Obligation de succès
Ces chiffres mis bout à bout font d’Emmanuel Macron le président dont la légitimité sortie des urnes sera, probablement, la plus rapidement remise en cause. Ses adversaires ne s’y trompent guère, eux qui n’ont pas attendu pour lancer les premières piques dès 20 heures sur tous les plateaux télés.

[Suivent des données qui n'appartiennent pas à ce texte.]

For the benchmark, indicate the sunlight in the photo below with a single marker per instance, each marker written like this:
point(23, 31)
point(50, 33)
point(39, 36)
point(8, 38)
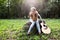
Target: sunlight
point(31, 2)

Légitimité précaire mais lourde responsabilité. Tel est le mandat du nouveau président de la République. Car son élection a des allures de dernière station avant le désert pour le camp des républicains. Le nouveau chef de l’Etat arrive à l’Elysée avec une obligation de succès, l’échec – notamment économique et social – de ses prédécesseurs étant le principal ferment du populisme en France.
L’équation est complexe tant cette notion de « réussite » est difficile à cerner. L’électeur de Jean-Luc Mélenchon et celui de François Fillon, qui tous deux ont glissé un bulletin Macron dans l’urne n’y mettent pas le même sens. L’un demandera que la voix des millions d’« insoumis » soit respectée. L’autre arguera que la droite est moralement majoritaire dans ce pays et qu’il faut donc gouverner en conséquence. Le défi paraît immense. Elu par une majorité disparate, Emmanuel Macron doit prouver que le compromis n’exclut pas l’action, que la conciliation n’est pas une trahison.
Le FN plus fort que jamais
Face à lui, il trouvera un Front national plus fort que jamais. Certes, le score de Marine Le Pen a presque des allures de contre-performance. En recul par rapport à ce que lui accordaient les sondages (autour de 40 %), elle boucle une présidentielle en demi-teinte. Elle ne peut plus se targuer comme au sortir des dernières élections de représenter le premier parti de France. Mais cela ne saurait masquer la percée inédite que réalise l’extrême droite en France.
L’analyse des pourcentages est toujours en trompe l’œil, celle du nombre de voix récoltées livre une autre vérité. Avec près de 11 millions d’électeurs qui ont choisi un bulletin Marine Le Pen, la candidate emmène son parti dans des sphères nouvelles. Il faut aussi observer l’évolution sur le long terme. Si l’on met de côté la présidentielle de 2007, le FN est en progrès constant depuis 1988.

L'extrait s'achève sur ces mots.